The luxury goods industry appears headed for a happy Christmas after LVMH, the industry leader in terms of sales and market value, reported higher-than-expected sales in the third quarter of the year. The group saw continued double-digit growth in the fashion and leather goods business – driven by Louis Vuitton – led to a 23.4 per cent increase in sales to €5.1bn ($7.2bn) in the three months to the end of September from the same quarter the previous year.
Sales were up 14 per cent on a like-for-like basis, beating expectations of an 11 per cent rise.
This week Burberry also reported double-digit sales growth in the same quarter.
Analysts at Citi said the strength in demand boded well for the end of the year: “As restocking effects are now over across most luxury product categories, third quarter sales trends at LVMH and the broader sector are more closely aligned with underlying consumer demand – a positive in the run-up to Christmas.”

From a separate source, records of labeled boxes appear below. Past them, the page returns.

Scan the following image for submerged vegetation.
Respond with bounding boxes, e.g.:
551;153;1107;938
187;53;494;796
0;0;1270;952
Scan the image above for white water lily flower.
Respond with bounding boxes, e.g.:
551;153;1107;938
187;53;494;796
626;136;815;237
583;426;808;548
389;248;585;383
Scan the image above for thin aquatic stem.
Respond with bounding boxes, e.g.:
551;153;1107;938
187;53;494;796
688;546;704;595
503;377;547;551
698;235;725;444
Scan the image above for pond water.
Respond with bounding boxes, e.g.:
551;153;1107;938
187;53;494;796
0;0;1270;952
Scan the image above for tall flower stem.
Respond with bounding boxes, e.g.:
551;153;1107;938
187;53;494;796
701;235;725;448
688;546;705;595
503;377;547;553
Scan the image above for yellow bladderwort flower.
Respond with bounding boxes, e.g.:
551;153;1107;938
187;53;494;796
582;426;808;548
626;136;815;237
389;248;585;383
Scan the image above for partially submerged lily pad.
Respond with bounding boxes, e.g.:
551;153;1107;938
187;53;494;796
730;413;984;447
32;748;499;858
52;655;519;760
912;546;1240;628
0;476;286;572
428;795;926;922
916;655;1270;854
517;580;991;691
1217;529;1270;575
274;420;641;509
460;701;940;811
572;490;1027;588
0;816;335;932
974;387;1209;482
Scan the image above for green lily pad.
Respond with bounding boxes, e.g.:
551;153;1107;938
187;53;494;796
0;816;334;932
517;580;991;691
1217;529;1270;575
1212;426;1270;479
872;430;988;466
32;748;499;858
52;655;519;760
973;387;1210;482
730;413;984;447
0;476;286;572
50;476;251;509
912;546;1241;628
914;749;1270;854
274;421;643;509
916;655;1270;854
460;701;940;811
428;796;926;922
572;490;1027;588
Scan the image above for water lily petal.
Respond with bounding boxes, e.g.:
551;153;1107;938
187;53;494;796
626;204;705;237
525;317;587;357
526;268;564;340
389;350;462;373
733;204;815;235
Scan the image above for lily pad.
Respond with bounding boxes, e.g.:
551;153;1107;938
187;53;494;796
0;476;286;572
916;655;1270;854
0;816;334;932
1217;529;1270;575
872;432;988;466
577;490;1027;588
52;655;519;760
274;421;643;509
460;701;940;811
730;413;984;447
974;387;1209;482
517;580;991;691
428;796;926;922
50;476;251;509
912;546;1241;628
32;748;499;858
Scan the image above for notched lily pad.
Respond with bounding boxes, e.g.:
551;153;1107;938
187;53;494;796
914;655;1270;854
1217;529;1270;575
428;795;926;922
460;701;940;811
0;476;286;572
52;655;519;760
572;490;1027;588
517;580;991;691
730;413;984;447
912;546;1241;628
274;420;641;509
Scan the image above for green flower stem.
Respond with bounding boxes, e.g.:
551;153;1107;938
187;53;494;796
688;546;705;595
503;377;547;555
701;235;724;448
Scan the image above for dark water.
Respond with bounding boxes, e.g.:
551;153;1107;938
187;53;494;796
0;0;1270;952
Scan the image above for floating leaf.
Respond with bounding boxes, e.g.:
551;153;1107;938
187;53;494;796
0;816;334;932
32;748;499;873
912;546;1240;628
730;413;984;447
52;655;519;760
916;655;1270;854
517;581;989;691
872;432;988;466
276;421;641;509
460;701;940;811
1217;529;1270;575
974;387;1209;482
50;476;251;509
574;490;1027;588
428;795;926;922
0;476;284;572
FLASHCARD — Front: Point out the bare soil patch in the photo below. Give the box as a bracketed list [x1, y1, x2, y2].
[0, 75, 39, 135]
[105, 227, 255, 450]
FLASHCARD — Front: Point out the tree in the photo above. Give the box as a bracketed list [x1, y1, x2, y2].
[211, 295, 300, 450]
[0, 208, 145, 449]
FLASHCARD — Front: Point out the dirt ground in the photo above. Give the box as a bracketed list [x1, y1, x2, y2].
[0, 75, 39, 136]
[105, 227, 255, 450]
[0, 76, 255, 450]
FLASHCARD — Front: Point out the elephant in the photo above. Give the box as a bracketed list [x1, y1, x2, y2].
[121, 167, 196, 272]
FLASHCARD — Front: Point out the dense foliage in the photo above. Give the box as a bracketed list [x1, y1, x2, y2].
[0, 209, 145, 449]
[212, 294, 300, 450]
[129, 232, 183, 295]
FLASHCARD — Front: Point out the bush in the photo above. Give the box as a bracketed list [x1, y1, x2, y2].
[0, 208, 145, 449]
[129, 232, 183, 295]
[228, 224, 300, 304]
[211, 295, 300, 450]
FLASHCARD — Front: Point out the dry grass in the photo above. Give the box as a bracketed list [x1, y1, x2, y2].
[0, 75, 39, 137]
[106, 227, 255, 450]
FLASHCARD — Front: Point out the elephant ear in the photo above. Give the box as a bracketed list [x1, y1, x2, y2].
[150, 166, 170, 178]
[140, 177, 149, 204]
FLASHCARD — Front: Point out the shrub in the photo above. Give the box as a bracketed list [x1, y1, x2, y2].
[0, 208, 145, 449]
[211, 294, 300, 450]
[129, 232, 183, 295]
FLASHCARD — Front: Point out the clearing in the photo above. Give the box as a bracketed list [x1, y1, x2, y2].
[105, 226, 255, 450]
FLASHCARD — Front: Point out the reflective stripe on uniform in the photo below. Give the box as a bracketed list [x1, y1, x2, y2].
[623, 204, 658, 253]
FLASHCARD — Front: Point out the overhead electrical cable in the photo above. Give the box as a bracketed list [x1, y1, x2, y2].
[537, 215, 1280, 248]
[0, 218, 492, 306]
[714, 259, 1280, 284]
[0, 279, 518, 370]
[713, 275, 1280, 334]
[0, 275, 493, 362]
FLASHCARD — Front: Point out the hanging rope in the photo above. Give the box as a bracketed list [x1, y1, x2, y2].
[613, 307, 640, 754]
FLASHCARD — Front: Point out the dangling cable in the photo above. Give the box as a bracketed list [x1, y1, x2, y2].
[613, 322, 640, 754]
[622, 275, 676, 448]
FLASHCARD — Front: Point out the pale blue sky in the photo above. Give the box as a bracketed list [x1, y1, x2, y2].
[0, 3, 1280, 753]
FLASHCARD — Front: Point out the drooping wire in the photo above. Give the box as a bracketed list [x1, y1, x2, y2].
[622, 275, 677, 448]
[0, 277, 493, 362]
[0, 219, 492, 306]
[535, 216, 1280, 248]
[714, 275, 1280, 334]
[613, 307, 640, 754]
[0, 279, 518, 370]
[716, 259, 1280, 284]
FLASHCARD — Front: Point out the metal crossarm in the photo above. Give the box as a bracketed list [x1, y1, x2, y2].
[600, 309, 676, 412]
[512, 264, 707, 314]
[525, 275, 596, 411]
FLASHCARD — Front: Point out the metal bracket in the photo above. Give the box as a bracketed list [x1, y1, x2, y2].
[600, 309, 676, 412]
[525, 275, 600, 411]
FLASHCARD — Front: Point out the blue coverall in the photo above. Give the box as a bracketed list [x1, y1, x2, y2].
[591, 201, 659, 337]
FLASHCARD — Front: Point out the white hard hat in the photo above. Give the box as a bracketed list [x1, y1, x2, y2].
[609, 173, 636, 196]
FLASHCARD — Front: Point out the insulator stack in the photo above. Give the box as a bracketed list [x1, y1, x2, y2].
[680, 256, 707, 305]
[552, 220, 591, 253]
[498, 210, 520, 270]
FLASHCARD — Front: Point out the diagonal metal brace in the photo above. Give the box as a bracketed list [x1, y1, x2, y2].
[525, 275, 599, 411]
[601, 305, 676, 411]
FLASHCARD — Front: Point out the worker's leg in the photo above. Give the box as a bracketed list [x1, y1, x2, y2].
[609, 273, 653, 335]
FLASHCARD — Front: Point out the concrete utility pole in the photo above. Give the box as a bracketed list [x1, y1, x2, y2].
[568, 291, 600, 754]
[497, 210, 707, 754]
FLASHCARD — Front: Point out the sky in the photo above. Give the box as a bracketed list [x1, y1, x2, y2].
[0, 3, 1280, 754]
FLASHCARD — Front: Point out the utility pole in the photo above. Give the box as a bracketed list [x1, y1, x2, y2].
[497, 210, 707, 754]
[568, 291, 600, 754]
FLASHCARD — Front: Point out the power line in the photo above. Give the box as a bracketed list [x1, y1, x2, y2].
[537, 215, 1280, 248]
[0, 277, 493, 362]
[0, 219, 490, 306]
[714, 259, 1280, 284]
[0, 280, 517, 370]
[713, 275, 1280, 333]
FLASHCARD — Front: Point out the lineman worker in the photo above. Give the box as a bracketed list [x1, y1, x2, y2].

LVMH said its DFS airport business benefitted from “a significant increase in Asian travellers.”
After a strong first half in which net profits rose 53 per cent, the pace of growth at LVMH was expected to wane in the second half.
“Given that the comparables were tough, this marks an underlying acceleration in the third quarter against the already very strong first half,” said analysts at JPMorgan.
In the first half of 2010, sales grew by 14 per cent like-for-like and fell by 7 per cent in the first six months of 2009. While organic sales growth was maintained at 14 per cent in the third quarter, this was compared to a fall of 3 per cent in the third quarter of 2009.
LVMH said re-iterated its “confidence” for 2010, without giving more specific guidance.